Police to conduct "Intellectual Property Enforcement" around the country.
In a speech before an assembled crowd of law enforcement officials in Maryland this week, Attorney General Eric Holder announced the winners of a new federal grant that will send hundreds of thousands of dollars to 13 agencies in an effort to step up enforcement of copyright and trademark laws.
The Intellectual Property Law Enforcement Grant Award, which became available in January 2012, was given to a wide variety of local law enforcement groups, including the City of Austin, the City of Orlando, the County of Sacramento, the Virginia State Police, and most oddly, the City of Central Point, Oregon (population: 13,000).
"Although these awards will be utilized in a variety of ways, they will help to achieve our common goals: to advance prosecutions—as well as prevention and education activities—related to IP theft," Holder said in a speech at the event on Wednesday.
"Without question, these new investments are coming at a critical time. As our country continues to recover from once-in-a-generation economic challenges, the need to defend IP rights—and to protect Americans from IP theft—has never been more urgent.

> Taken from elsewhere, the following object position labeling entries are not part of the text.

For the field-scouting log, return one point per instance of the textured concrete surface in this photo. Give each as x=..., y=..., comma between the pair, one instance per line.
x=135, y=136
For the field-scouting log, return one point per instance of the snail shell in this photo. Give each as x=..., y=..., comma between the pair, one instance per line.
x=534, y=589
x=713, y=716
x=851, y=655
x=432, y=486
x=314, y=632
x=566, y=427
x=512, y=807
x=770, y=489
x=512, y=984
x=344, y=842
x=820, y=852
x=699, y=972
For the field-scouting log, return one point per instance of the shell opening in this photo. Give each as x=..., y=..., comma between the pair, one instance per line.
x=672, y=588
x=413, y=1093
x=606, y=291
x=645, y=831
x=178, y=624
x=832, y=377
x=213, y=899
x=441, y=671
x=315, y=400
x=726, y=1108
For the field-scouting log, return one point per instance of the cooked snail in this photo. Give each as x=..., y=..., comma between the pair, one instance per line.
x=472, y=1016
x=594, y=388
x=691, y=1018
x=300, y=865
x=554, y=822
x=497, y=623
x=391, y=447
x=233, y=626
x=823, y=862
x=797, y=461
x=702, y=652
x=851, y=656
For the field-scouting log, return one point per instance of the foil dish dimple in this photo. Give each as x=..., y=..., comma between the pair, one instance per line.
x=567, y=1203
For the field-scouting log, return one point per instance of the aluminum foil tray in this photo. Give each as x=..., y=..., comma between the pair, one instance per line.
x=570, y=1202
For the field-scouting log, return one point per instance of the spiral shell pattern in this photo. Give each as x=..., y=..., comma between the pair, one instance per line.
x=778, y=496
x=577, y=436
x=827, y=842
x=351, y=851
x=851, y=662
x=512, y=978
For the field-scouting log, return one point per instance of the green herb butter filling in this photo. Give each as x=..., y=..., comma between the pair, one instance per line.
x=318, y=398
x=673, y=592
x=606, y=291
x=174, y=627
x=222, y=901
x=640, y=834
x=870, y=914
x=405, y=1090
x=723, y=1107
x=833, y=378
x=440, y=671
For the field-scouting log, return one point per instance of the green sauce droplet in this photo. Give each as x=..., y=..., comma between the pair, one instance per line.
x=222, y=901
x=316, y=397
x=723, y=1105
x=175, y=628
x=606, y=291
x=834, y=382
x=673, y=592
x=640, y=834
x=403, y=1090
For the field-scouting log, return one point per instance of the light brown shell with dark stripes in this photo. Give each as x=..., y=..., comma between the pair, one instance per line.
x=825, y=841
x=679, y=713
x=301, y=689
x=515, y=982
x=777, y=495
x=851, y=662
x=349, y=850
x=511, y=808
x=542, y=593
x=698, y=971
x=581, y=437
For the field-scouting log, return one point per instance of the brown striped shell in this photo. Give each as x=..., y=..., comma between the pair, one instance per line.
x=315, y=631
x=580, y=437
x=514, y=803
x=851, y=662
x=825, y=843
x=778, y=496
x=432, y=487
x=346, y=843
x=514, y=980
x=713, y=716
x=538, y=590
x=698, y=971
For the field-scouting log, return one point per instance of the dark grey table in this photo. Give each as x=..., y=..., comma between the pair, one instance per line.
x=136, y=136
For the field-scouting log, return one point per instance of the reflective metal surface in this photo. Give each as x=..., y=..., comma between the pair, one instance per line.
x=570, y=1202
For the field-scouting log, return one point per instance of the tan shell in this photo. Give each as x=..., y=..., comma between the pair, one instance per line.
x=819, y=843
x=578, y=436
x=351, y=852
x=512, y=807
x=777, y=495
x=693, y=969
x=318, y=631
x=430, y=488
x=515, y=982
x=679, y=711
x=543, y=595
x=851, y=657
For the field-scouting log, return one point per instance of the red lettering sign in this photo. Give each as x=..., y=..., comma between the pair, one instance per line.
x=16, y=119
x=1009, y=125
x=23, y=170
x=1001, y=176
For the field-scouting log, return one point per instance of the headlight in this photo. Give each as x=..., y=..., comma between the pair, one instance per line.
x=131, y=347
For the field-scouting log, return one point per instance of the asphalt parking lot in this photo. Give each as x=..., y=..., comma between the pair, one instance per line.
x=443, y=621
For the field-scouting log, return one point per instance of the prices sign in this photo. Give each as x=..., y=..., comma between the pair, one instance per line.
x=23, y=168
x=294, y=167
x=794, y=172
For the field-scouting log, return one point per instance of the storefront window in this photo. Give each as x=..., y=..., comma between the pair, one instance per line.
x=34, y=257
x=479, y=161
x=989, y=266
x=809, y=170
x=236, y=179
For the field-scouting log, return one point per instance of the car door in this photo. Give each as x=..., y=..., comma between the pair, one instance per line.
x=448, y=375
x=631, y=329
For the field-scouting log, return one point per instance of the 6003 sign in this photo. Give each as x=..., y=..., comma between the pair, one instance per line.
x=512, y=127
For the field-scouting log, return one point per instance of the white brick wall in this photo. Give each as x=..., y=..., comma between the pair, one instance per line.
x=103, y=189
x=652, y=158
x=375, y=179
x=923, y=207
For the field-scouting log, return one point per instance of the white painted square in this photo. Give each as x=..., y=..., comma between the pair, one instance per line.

We have seen—far too often—that IP crimes are not victimless. Not only can they devastate individual lives and legitimate businesses, they also undermine our nation’s financial stability, can jeopardize the health of our citizens, and even threaten our national security."
The announcement marked the latest step in a series of moves that the Department of Justice (DoJ) has taken to clamp down on piracy and counterfeit goods. The DoJ has made no secret of its unilateral approach to seizing domain names and other digital property through "Operation in our Sites," illustrated most notably in the takedown and indictment of Megaupload in early January 2012.
The Bureau of Justice Assistance, the DoJ agency that administers the grant program, wrote an 18-page January 2012 application document (PDF), citing a 2009 Rand Corporation report (PDF) linking IP theft to organized crime. The document, however, ignores the 2011 major international study that basically countermands that conclusion. As we reported at the time, that study found "‘no evidence’ of systematic links between piracy and serious organized crime or terrorism."
Civil libertarian and legal experts question if this is a good use of federal money for enhancing investigation and prosecution of nonviolent crimes, particularly in large urban areas of the country, like Los Angeles, Chicago, New York, and San Antonio.
"We too often see law enforcement overreach and target alleged copyright infringement in the name of protecting public safety when many more clear threats to public safety actually exist," said Julie Samuels, a staff attorney at the Electronic Frontier Foundation. "When this happens, it's important to ask ourselves if this is really how we want our tax dollars spent. More often than not, the answer to that question is no."